Justice et médias forment un couple indissociable, aux rapports par essence tumultueux.
De la révélation d'une " affaire ", au déroulement de l'enquête, de l'instruction puis du procès, deux logiques s'entrechoquent : celle du temps médiatique qui n'est pas celui, souvent long, de la procédure. Comment alors concilier le droit à l'information et le respect du secret de l'instruction, celui de la présomption d'innocence et des droits des victimes que la loi Guigou du 15 juin 2000 était venue renforcer ? Diverses incriminations contenues dans la loi de 1881 concourent à protéger la présomption d'innocence (image des personnes menottées, interdiction des sondages portant sur la culpabilité d'une personne mise en cause,...), tandis que d'autres tendent à assurer la sérénité et la qualité de la justice (interdiction de publication des actes de procédure, interdiction d'enregistrement des débats).
Justice et presse on chacun leur secret : " de l'enquête et de l'instruction " pour le juge et " des sources " pour les journalistes. Or, la recherche de la vérité passe par la connaissance, voire la divulgation des informations couvertes par le secret de l'autre. A la lumière des images récentes du déroulement d'une procédure américaine, qui a mis sur la scène médiatique, en véritable " live show ", l'arrestation du suspect jusqu'aux audiences devant le tribunal, et autres conférences de presse des avocats et procureurs, se pose la question du " statut " de l'image des personnes mises en cause, comme de celle des victimes.
Mais également, celle de l'adaptation de notre droit aux techniques nouvelles, comme à celle des critères de la Cour européenne des droits de l'homme. Telles est aussi la question que pose l'arrivée de Twitter dans les salles d'audience, ou à défaut de caméras, on dispose de comptes rendus d'audience " en direct ". Affaires Courjault, Raddad, d'Outreau... nombreux sont les grands dossiers criminels portés cette année à l'écran.

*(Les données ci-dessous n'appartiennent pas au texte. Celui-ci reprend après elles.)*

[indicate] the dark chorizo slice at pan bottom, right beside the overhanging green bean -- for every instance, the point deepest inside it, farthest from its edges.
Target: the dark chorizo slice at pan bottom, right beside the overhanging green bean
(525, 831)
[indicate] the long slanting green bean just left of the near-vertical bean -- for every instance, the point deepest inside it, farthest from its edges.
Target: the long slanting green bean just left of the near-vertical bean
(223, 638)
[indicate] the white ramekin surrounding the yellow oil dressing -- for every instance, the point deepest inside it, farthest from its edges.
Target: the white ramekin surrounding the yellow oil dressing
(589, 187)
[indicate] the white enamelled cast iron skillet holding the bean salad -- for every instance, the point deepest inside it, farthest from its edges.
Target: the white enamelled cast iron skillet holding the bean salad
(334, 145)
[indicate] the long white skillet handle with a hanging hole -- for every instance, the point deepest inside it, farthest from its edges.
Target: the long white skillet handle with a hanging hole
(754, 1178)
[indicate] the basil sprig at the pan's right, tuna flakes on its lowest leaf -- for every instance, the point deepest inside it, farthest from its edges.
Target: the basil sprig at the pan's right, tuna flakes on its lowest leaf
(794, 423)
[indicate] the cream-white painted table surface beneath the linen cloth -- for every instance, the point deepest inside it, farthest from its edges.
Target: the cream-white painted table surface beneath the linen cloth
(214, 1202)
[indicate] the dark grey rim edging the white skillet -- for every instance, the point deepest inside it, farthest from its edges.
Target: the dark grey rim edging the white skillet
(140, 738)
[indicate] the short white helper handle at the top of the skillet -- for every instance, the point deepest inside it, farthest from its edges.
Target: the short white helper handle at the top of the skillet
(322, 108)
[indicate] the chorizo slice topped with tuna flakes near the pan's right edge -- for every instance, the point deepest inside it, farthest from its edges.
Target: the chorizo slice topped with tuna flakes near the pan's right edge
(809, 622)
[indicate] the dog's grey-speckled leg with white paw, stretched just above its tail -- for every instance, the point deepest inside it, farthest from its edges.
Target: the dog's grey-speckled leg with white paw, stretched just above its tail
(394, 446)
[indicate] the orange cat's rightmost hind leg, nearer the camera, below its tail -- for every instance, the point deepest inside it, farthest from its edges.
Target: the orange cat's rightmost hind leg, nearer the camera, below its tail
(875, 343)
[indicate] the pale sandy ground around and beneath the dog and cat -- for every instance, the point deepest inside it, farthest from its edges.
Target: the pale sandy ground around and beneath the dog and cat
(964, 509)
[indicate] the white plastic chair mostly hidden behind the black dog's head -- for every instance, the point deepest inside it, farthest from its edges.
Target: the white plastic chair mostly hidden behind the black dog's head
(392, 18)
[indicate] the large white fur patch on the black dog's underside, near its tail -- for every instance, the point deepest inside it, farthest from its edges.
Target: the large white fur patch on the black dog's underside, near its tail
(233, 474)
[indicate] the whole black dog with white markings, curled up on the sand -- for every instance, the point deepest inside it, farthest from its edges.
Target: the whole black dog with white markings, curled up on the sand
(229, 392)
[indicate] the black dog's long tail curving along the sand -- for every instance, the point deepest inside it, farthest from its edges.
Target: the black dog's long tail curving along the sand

En prenant parfois certaines libertés avec les faits, ces adaptations invitent à s'interroger sur la limite entre fiction et réel, mais également sur le " droit à l'oubli ", le respect de la vie privée des intéressés comme de leurs proches. L'ensemble de ces questions, ainsi qu'un débat préliminaire sur le thème " Question prioritaire de constitutionnalité et droit des médias ", ont fait l'objet de débats au Forum Légipresse du 7 octobre 2011 dont ce numéro constituent les actes.